Added VAT loss.

otiliastr · otiliastr · commit 340dcd7eb0fd · 2019-10-04T15:27:22.000-04:00
diff --git a/neural_structured_learning/research/gam/experiments/run_train_gam_graph.py b/neural_structured_learning/research/gam/experiments/run_train_gam_graph.py
@@ -220,6 +220,12 @@
     'num_pairs_reg', 128,
     'Number of pairs of nodes to use in the agreement loss term of the '
     'classification model.')
+flags.DEFINE_float(
+    'reg_weight_vat', 0.0,
+    'Regularization weight for the virtual adversarial training (VAT) loss.')
+flags.DEFINE_bool(
+    'use_ent_min', False,
+    'A boolean specifying whether to add entropy minimization to VAT.')
 flags.DEFINE_string(
     'aggregation_agr_inputs', 'dist',
     'Operation to apply on the pair of nodes in the agreement model. '
@@ -407,6 +413,8 @@ def main(argv):
       reg_weight_lu=FLAGS.reg_weight_lu,
       reg_weight_uu=FLAGS.reg_weight_uu,
       num_pairs_reg=FLAGS.num_pairs_reg,
+      reg_weight_vat=FLAGS.reg_weight_vat,
+      use_ent_min=FLAGS.use_ent_min,
       penalize_neg_agr=FLAGS.penalize_neg_agr,
       use_l2_cls=FLAGS.use_l2_cls,
       first_iter_original=FLAGS.first_iter_original,
diff --git a/neural_structured_learning/research/gam/trainer/adversarial.py b/neural_structured_learning/research/gam/trainer/adversarial.py
@@ -0,0 +1,102 @@
+import tensorflow as tf
+
+epsilon = 5
+num_power_iterations = 1
+xi = 1e-6
+scale_r = False
+
+
+def kl_divergence_with_logit(q_logit, p_logit):
+    q = tf.nn.softmax(q_logit)
+    qlogq = -tf.nn.softmax_cross_entropy_with_logits_v2(
+        labels=q, logits=q_logit)
+    qlogp = -tf.nn.softmax_cross_entropy_with_logits_v2(
+        labels=q, logits=p_logit)
+    return qlogq - qlogp
+
+
+def get_normalized_vector(d):
+    d /= (1e-12 + tf.reduce_max(tf.abs(d), keep_dims=True))
+    d /= tf.sqrt(1e-6 + tf.reduce_sum(tf.pow(d, 2.0), keep_dims=True))
+    return d
+
+
+def get_normalizing_constant(d):
+    c = 1e-12 + tf.reduce_max(tf.abs(d), keep_dims=True)

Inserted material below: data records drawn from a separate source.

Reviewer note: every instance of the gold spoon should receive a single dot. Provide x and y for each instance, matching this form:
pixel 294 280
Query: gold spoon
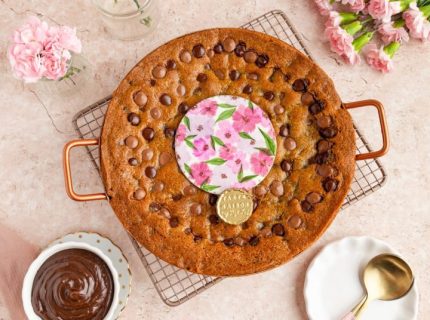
pixel 386 277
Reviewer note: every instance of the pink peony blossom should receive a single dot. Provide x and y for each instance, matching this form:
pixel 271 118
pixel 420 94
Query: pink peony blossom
pixel 261 163
pixel 383 9
pixel 389 33
pixel 378 59
pixel 202 148
pixel 323 6
pixel 201 173
pixel 245 119
pixel 416 22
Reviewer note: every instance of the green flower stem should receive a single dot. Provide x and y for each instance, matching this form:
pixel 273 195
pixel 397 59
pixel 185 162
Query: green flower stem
pixel 392 48
pixel 362 40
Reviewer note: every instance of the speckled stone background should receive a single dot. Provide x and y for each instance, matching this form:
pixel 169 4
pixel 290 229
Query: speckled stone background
pixel 34 127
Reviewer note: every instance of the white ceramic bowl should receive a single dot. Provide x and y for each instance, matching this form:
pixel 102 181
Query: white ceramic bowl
pixel 48 252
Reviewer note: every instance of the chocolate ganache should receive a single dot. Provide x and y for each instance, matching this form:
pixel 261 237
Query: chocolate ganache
pixel 73 284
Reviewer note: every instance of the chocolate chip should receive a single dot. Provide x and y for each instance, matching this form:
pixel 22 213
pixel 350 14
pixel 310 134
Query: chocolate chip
pixel 260 191
pixel 150 172
pixel 324 122
pixel 323 146
pixel 185 56
pixel 131 142
pixel 169 132
pixel 229 44
pixel 147 154
pixel 190 190
pixel 313 197
pixel 218 48
pixel 307 98
pixel 325 170
pixel 290 144
pixel 139 194
pixel 174 222
pixel 158 186
pixel 284 130
pixel 234 75
pixel 286 166
pixel 148 133
pixel 250 56
pixel 240 49
pixel 199 51
pixel 159 72
pixel 154 207
pixel 213 198
pixel 300 85
pixel 140 98
pixel 171 64
pixel 330 184
pixel 269 95
pixel 164 158
pixel 279 109
pixel 180 90
pixel 133 162
pixel 329 132
pixel 155 113
pixel 247 89
pixel 306 206
pixel 262 60
pixel 229 242
pixel 196 209
pixel 133 118
pixel 253 76
pixel 276 188
pixel 295 221
pixel 278 230
pixel 165 99
pixel 202 77
pixel 214 219
pixel 183 108
pixel 254 241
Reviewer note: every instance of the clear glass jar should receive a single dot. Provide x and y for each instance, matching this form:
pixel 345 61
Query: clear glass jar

+    c *= tf.sqrt(1e-6 + tf.reduce_sum(tf.pow(d, 2.0), keep_dims=True))
+    return c
+
+
+def get_loss_vat(inputs, predictions, is_train, model, predictions_var_scope):
+    r_vadv = generate_virtual_adversarial_perturbation(
+        inputs, predictions, model, predictions_var_scope, is_train=is_train)
+    predictions = tf.stop_gradient(predictions)
+    logit_p = predictions
+    new_inputs = tf.add(inputs, r_vadv)
+    with tf.variable_scope(
+        predictions_var_scope,  auxiliary_name_scope=False, reuse=True):
+        encoding_m, _, _ = model.get_encoding_and_params(
+            inputs=new_inputs,
+            is_train=is_train,
+            update_batch_stats=False)
+        logit_m, _, _ = model.get_predictions_and_params(
+            encoding=encoding_m,
+            is_train=is_train)
+    loss = kl_divergence_with_logit(logit_p, logit_m)
+    return tf.reduce_mean(loss)
+
+
+def generate_virtual_adversarial_perturbation(
+        inputs, logits, model, predictions_var_scope, is_train=True):
+    """Generates an adversarial perturbation for virtual adversarial training.
+
+    Args:
+        inputs: A batch of input features, where the batch is the first
+            dimension.
+        logits: The logits predicted by a model on the provided inputs.
+        model: The model that generated the logits.
+        predictions_var_scope: Variable scope for obtaining the predictions.
+        is_train: A boolean placeholder specifying if this is a training or
+            testing setting.
+
+    Returns:
+        A Tensor of the same shape as the inputs containing the adversarial
+        perturbation for these inputs.
+    """
+    d = tf.random_normal(shape=tf.shape(inputs))
+
+    for _ in range(num_power_iterations):
+        d = xi * get_normalized_vector(d)
+        logit_p = logits
+        with tf.variable_scope(
+                predictions_var_scope,  auxiliary_name_scope=False, reuse=True):
+            encoding_m, _, _ = model.get_encoding_and_params(
+                inputs=d + inputs,
+                is_train=is_train,
+                update_batch_stats=False)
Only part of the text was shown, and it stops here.